As of this morning, you might not necessarily notice any dramatic changes on our website, save one: When a visitor lands on an article, they’ll see a message, gracefully placed at the bottom of the screen, letting them know they can read four more articles this month. If they’d like to read more than five in total, which we hope they do, we’ll be asking them to subscribe.

This change represents something far bigger than charging for unlimited access to our journalism. It’s about redoubling our focus on building deeper, more continuous, more integral relationships with our readers. We aim to do more than publish and distribute some of the best reporting and storytelling in the business. We want to become an indispensable part of our readers’ lives.

We want The Atlantic to be, for example, the perfect complement to a person’s morning news brief; we want to be their mind-expanding lunch-break read, their intriguing evening wind-down, their considered weekend reflection. Which is to say, we want to become a daily habit.

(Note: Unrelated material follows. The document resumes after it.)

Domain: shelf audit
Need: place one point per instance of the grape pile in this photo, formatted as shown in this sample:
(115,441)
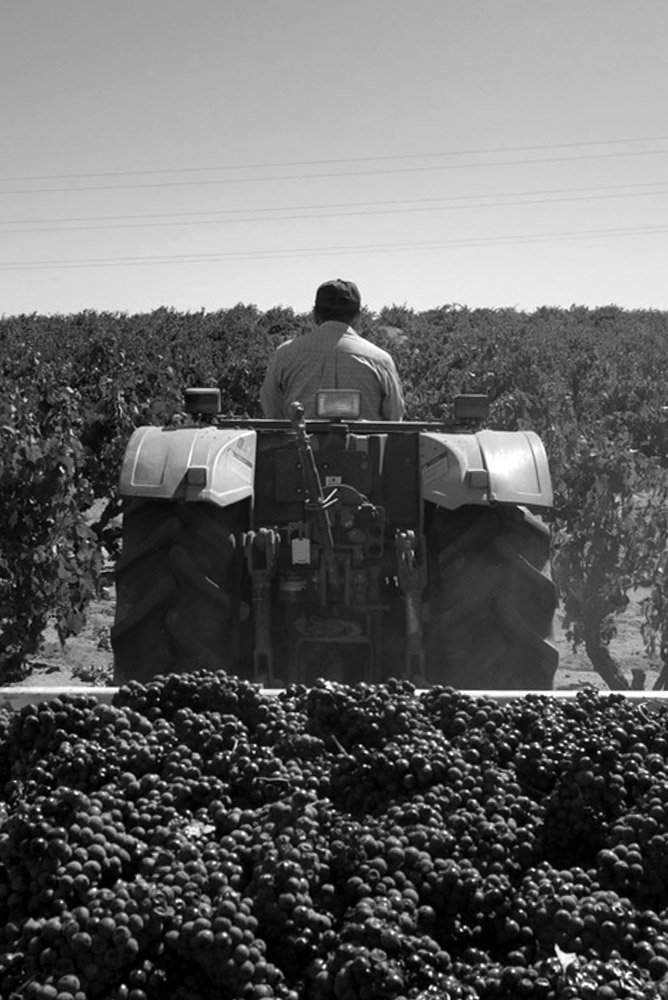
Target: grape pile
(200,839)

We believe that our product is right for the market, and for the moment we’re in. First, people have already been paying for The Atlantic, for nearly 162 years. But second, we know from extensive research that there are distinct qualities readers value in our journalism. They appreciate how we constantly strive to uphold our founding promise to be “of no party or clique”—and how our arguments often challenge their preconceived ideas about the world, and run against the grain of popular wisdom. They turn to us to sharpen their perspectives and develop their expertise. They see us as a refuge of remarkable prose.

Readers tell us they love how in one moment they can be reading about America’s fraught political moment; the next, a debate about how early one should arrive at the airport; the next, an argument to upend the business of elite collegiate athletics; and so on. In other words, we’re the place where both the generalist and the specialist, the novice and the expert, can find deeper meaning and intellectual stimulation, so long as they bring a curious mind and an interest in the truth. And, crucially, we’re one of only a handful of national American journalism institutions that has stood for open debate, honest inquiry, and fact-driven reporting and analysis for more than a century and a half.

Getting to today has taken a herculean effort. Our teams have been working tirelessly, over long nights and even some long weekends, on the design of our digital subscription strategy. We have added talent, doubling the product, engineering, and growth teams to ensure we have the right resources, strategies, and partners in place to be successful. And, we’ve significantly expanded our editorial team to provide deeper and wider coverage for our growing and increasingly loyal audience. As our editor in chief, Jeffrey Goldberg, wrote to readers this morning: “Today, our battalion of reporters and commentators cover the globe, providing our readers with comprehensive coverage of technological change, cultural dislocation, and political chaos; and with stories that help make sense of daily life.”

Success starts with a truly exceptional product; I couldn’t be more confident in what we are delivering today, or thankful to the teams who have helped us get here. This is an all-enterprise affair. While not everyone will be working directly on building our consumer-revenue business, we all need to be invested in its success.

The Atlantic has been fortunate to find audiences—and partners who want to reach those audiences—throughout our history. We now need to find many, many more readers who want to regularly engage with and ultimately pay for our journalism. That won’t be easy, but we have all of the raw ingredients and infrastructure to make it happen. Each of us, though, has to own the whole. The Atlantic will only thrive to the degree we all make sure it does.

To put it more succinctly: I couldn’t be more excited to embark on this next phase with you.